In the UrbanConcept class, the team from Louisiana Technical University in Ruston, La. took first prize with a best run of 646.7 mpg.

"Every year, the competition at Shell Eco-marathon Americas gets a little tougher," said Anthony Bernier of Universite Laval. "With more teams participating this year, there are a lot of really smart and innovative fuel-efficient ideas to be seen on and off the track. We put a lot of time and hard work into our vehicle this year and are very proud of how we did. We are excited to be Shell Eco-marathon Americas champions for the third year in a row and to have beat our mileage achieved last year!"

Bruce Culpepper, Shell Oil Company Executive Vice President Americas Operations, waved the green flag and asked teams to "Start your fuel-efficient engines," last Saturday. A record number of 62 teams fielding 68 vehicles kicked off the challenge.

The Shell Eco-marathon is intended to challenge students to think outside the box with innovative fuel efficiency solutions. In that spirit, an e-mobility category was added to the competition this year. That grouping included both Prototype and UrbanConcept vehicles powered by electric motors using hydrogen, solar or, for the first time, 'Plug-in' battery sources. Other fuels in the internal combustion powered vehicles include gasoline, diesel, GTL, biodiesel or ethanol.

Shell Eco-marathon is part of Shell's Smarter Mobility program, aimed at meeting the needs of increasing demand on energy for transport. While alternative energies such as hydrogen and advanced biofuels have real potential, supplies of these energy sources are insufficient to make a significant difference for the next few years. With an eye on the future of transportation, the students compete with their innovations to find ways to more wisely use energy.

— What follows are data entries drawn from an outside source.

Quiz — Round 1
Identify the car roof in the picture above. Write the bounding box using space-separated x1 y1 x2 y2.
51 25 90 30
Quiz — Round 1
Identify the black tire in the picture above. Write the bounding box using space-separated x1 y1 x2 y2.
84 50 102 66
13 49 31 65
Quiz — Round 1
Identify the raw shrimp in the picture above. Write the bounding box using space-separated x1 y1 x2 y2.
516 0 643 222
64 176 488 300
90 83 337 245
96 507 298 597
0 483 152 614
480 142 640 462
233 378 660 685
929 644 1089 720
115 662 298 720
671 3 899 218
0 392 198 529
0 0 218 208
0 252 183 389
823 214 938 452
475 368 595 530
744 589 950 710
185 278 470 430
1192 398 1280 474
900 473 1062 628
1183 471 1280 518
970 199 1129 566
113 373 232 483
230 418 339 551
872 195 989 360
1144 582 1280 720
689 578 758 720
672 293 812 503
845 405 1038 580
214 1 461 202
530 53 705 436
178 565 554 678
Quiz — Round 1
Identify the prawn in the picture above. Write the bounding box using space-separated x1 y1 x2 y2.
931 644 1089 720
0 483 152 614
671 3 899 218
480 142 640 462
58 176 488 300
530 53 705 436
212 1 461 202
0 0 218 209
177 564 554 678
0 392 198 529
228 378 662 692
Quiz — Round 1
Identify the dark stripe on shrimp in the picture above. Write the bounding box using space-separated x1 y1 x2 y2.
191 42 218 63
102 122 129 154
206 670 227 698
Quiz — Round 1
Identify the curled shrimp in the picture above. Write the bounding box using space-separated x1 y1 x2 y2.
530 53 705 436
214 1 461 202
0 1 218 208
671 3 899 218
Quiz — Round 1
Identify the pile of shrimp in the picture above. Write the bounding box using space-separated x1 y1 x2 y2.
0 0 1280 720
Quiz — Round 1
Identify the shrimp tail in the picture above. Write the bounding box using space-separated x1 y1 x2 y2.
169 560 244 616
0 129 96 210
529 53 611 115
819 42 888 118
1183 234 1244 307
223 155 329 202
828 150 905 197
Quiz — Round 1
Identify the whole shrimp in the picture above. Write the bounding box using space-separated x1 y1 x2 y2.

The 62 teams entered 56 Prototype entries and 12 UrbanConcept entries. Some teams had multiple entries in different categories.

• In the Prototype class there were 39 vehicles powered by combustion engines included 32 by gasoline, three by ethanol, three by diesel fuel and one by biodiesel.

• 17 of the Prototypes were powered by plug-in electricity, three by fuel cell/hydrogen technology and five by solar.

•The UrbanConcept class competition consisted of nine vehicles powered by combustion engines including seven by gasoline and two by diesel fuel.
• Three more UrbanConcept vehicles were powered by plug-in electricity, one by hydrogen fuel cell and one solar.